L’influence des agents provocateurs :
« ...
c'est un ensemble d'agents provocateurs
qui poussent des individus à commettre des actes d'une rare violence envers
autrui ou eux-mêmes. Ce n'est pas qu'une question d'hormones déficientes. »
Les passages sur l’origine et les capacités
impressionnantes des chiens pisteurs sont également intéressants :
« Il existait bien des chiens pisteurs de
drogues, au Québec, mais ceux dressés pour repérer des corps en décomposition
provenaient d'autres provinces canadiennes ou d'États américains voisins. »
« Un bon chien pisteur bien entraîné savait
pourtant renifler une odeur jusqu'à plus de quatre mètres de profondeur. Il
était aussi capable de sentir les gaz émanant des cadavres se trouvant sous
l'eau, même si leur odeur s'avérait plus diluée. C'est en ces circonstances
qu'il était plus difficile de se fier à la performance du chien. Lorsqu'il
pleuvait, l'humidité avait également tendance à répandre les odeurs; celles-ci
se mélangeaient aux arômes de mousse et de lichen au sol, brouillant quelque
peu les pistes. »
Celui sur les corneilles-espionnes, bien qu’il
ne soit pas directement liée à la résolution de l’enquête, est également
fascinant :
« Dire que des corneilles ont déjà été
utilisées comme espions pendant des opérations militaires. Des officiers les avaient
entraînées à livrer des messages ou à voler des documents en les dirigeant vers
telle ou telle fenêtre avec des pointeurs laser. »

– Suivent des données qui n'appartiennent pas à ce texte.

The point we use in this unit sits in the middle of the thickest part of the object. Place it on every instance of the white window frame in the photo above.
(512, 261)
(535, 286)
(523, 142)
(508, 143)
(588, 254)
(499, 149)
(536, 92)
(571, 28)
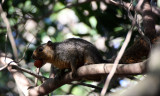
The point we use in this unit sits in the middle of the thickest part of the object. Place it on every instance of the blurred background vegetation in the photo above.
(37, 21)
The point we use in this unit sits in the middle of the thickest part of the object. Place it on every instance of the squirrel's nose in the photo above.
(33, 56)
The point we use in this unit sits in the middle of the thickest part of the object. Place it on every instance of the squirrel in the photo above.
(69, 54)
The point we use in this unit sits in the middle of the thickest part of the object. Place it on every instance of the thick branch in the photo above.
(95, 71)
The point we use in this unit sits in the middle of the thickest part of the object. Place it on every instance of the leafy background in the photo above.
(36, 21)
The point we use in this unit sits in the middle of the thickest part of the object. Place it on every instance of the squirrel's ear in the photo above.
(49, 43)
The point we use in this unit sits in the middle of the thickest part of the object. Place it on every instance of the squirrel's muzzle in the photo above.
(33, 56)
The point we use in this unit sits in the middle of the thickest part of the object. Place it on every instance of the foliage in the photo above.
(102, 24)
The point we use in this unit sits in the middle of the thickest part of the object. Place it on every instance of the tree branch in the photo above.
(95, 71)
(9, 32)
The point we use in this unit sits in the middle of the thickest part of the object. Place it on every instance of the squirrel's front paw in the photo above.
(74, 75)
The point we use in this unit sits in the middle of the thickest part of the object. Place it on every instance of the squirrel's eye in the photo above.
(40, 49)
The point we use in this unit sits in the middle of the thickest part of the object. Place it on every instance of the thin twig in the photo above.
(103, 92)
(36, 79)
(9, 32)
(87, 85)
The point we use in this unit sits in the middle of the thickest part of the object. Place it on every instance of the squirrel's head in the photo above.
(43, 53)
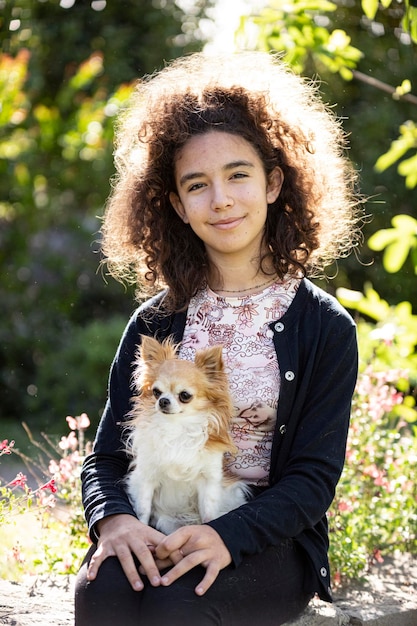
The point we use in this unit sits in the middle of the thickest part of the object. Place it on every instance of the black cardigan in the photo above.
(316, 349)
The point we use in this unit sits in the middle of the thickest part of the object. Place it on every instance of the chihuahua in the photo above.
(179, 434)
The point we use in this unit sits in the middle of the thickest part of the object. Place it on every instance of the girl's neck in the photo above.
(237, 282)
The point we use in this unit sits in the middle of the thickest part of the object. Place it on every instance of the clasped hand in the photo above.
(124, 536)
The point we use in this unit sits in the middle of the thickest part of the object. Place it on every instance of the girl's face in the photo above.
(223, 194)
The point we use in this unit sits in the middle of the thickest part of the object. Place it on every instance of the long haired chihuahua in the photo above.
(179, 434)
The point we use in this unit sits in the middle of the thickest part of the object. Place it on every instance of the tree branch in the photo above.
(374, 82)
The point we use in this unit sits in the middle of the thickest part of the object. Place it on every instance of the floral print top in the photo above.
(241, 325)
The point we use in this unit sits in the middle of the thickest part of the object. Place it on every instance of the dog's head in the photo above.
(184, 389)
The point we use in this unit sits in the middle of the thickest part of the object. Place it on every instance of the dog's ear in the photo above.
(210, 360)
(153, 351)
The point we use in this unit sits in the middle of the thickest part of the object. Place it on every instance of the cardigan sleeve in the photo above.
(103, 470)
(310, 444)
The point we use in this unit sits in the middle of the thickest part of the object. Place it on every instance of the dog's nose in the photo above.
(164, 403)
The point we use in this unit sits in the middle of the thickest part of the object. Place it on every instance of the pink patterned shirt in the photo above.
(241, 325)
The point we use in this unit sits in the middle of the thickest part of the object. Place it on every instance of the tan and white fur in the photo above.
(179, 434)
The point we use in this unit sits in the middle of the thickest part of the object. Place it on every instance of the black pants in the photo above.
(266, 589)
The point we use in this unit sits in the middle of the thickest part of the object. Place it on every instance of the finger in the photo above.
(148, 565)
(96, 560)
(172, 543)
(210, 576)
(160, 564)
(176, 556)
(130, 570)
(183, 566)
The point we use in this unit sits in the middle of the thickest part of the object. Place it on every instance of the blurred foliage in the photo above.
(363, 56)
(67, 68)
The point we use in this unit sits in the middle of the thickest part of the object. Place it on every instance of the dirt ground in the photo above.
(388, 598)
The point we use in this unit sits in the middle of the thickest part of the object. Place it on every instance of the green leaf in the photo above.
(370, 7)
(408, 169)
(395, 255)
(381, 239)
(406, 223)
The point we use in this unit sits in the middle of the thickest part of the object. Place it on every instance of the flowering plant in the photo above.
(374, 511)
(52, 511)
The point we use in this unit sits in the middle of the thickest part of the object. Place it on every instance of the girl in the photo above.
(232, 188)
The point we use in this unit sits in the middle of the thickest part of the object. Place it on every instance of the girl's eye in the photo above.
(196, 186)
(185, 397)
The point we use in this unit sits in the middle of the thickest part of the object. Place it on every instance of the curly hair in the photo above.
(252, 95)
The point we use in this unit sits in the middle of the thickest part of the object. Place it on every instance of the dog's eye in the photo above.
(185, 397)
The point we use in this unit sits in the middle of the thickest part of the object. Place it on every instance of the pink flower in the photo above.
(344, 506)
(50, 485)
(19, 481)
(6, 447)
(80, 422)
(70, 442)
(46, 500)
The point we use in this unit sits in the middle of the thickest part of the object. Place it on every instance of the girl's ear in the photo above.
(178, 206)
(273, 188)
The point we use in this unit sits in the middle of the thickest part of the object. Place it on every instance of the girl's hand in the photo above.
(123, 536)
(196, 545)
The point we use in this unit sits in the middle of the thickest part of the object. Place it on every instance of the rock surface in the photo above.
(387, 598)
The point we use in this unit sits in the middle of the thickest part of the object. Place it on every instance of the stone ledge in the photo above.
(387, 598)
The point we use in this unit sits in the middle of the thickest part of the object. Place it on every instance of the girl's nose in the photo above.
(221, 199)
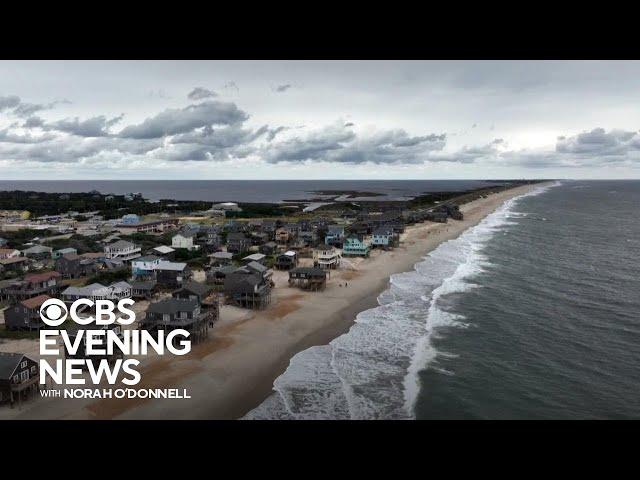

Comme c’est le cas dans la plupart des polars
et des séries policières, le lieu de résidence du suspect est dans un certain
état de délabrement :
« Des piles de livres pratiques ou
scientifiques, de paperasse et de babioles jonchaient le sol. Or, c'était moins
sale que ce qu'il s'était imaginé. »
J’ai également appris :
qu’un
« puits artésien avait une
profondeur habituelle de cinquante à soixante-dix mètres et qu'il contenait en
moyenne six cents litres d'eau par mètre de hauteur » ;
que
seuls « deux pour cent de la
population mondiale ont les yeux verts, et quatre-vingts pour cent les ont
marron » ;
que
« ... l’anamnèse était l’étude du
parcours d’un individu, mais à reculons. Un retour dans le passé qui a parfois
été oublié ou refoulé » ;
que,
lorsqu’un enquêteur pénètre par effraction dans un endroit, il faut utiliser
une technique particulière avec la lampe de poche :
« Par un vieux réflexe, il inclina le faisceau
lumineux à quarante-cinq degrés vers le bas. Lorsqu'on entrait par effraction
[...] la lampe torche ne devait jamais être tenue droite. Cela créait un point
brillant détectable à partir de n'importe quel champ de vision. Et si, par
malheur, la fenêtre était habillée de stores, un ombrage à rayures était
projeté sur le sol extérieur. » Foi de l’ami de l’auteure, « enquêteur aux crimes majeurs et maintenant
chef d’équipe à la Sûreté du Québec ».
Et
que certains meurtriers utilisent un « ...un récupérateur de douilles [...] communément appelé brass catcher dans les milieux policiers [afin] « de ne perdre aucune
douille après avoir fait feu sur quelqu'un, le but étant de ne laisser aucune
preuve matérielle derrière soi. »
J’ai noté, au passage, quelques exemples du
style fluide et imagé qui caractérise Julie Rivard :
« La dame s'avança vers eux, un portfolio sous
le bras et un dessert glacé à moitié entamé à la main. Henrik détecta l'odeur
d'un McFlurry aux brisures Oreo. Si cet arôme ne l'importunait pas en temps
normal, il lui donna à ce moment-ci une légère nausée. »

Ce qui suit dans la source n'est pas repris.